# shark fishing surf?



## bullfisher07 (Jan 10, 2007)

I will be in toms river area this summer.I love shark fishing off the surf in florida & the carolinas, anyone had any luck sharkin off the surf in jersey.Last year we boated a mess of blues on the miss barnagate.The year before we caught some nice tuna on a friends boat.I just miss my surf sharkin.This past christmas I landed a 7'9" bull shark 200 lbs in florida,my best one yet.


----------



## al bundy (Aug 11, 2006)

*Browns*

i,m about 50 miles south of toms river.
the beach drops off faster up there then here.
but in july to sept. we get a lot of brown sharks. that are more the ready to PLAY !!! 
any cut bait will work.
my bait of choice is a kingfish head!!
you guys down south call en whitting or sea monky,s.
a pice of small blue fish/fresh bunker/ or mackerel also work well.
av.size is 20 to 35lb up the 50lb. or so.
not as big as you may be used to but a lot of fun.

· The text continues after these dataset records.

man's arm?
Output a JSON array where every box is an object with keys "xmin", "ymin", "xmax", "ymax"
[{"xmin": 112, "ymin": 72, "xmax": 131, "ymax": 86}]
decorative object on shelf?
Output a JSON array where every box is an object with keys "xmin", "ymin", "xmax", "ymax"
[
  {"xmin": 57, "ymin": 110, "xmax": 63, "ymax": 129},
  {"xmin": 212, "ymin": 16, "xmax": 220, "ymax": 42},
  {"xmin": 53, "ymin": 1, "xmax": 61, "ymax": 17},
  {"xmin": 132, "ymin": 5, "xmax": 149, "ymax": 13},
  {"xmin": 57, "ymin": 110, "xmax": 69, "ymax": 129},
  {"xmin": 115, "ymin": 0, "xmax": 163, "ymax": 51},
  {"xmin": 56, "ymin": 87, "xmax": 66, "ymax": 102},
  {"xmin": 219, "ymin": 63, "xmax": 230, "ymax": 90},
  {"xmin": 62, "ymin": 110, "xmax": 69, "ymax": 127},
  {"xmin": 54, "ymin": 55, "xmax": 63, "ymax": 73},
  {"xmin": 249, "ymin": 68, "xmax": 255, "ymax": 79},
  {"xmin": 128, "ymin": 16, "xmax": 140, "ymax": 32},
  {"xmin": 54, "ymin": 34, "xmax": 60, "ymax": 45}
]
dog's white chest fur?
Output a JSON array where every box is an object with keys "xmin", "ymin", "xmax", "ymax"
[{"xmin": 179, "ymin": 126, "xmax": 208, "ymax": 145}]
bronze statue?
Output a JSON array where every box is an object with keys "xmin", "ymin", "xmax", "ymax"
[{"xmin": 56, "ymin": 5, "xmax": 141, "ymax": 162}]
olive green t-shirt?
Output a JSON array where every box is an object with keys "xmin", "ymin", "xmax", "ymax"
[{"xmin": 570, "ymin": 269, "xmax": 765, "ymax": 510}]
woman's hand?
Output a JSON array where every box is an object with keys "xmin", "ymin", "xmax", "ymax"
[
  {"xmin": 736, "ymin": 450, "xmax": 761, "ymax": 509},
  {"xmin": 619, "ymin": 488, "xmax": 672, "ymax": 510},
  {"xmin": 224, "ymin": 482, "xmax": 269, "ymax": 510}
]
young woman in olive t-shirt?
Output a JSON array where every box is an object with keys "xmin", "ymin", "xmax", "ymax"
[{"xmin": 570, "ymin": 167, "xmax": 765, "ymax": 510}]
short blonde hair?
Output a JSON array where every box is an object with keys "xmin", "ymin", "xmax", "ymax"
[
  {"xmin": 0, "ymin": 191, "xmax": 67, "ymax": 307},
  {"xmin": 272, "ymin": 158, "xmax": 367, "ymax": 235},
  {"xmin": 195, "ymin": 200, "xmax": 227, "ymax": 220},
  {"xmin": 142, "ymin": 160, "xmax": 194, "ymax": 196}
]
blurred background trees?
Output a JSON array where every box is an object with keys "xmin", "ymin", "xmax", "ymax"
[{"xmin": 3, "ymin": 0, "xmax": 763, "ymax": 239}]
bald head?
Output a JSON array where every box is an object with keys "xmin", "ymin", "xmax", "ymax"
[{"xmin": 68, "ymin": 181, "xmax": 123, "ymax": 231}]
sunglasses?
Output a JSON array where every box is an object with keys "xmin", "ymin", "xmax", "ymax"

using kingfish heads will also give you a good shot at a nice bass.


----------



## bullfisher07 (Jan 10, 2007)

al bundy said:


> i,m about 50 miles south of toms river.
> the beach drops off faster up there then here.
> but in july to sept. we get a lot of brown sharks. that are more the ready to PLAY !!!
> any cut bait will work.
> ...


DO YOU LIVE DOWN BY A.C!!!!!! the only thing better than surf fishing,is surf fishing in front of a casino.


----------



## al bundy (Aug 11, 2006)

*nite lights*

a lot of the time in the summer i,l fish the south end by the jetty.
i lke the the CASINO LITES LIGHT UP THE BEACH 
Its also easy to stay awake from the cop seirens you here from A.C.
YA I,M CLOSE 
the only to live the island of brigantine is to go through atlantic city.


----------



## mike907 (Jan 7, 2004)

*No Sharks in Toms River*

Hey Bull,

I fish seaside/ortley beach/lavallette fairly often and haven't seen a shark off the beach in a while. Doesn't mean they're not there, they just don't show when I'm there. Al's area always seems to give up sharks, been down there a few times with a friend and in the summer you can't help but hook a shark or two....

Hope this helps,

Mike


----------



## al bundy (Aug 11, 2006)

*summer sharks*

bullfisher if you fell like taken a ride down this summer ? be more then happy to have some one to fish with.
easey fishin here in brig. we can ride the beach all year long.
late afternoon and nite are best.
toms river to here is about 1 1/2 hrs. or less.
its a strate shot down the parkway.


----------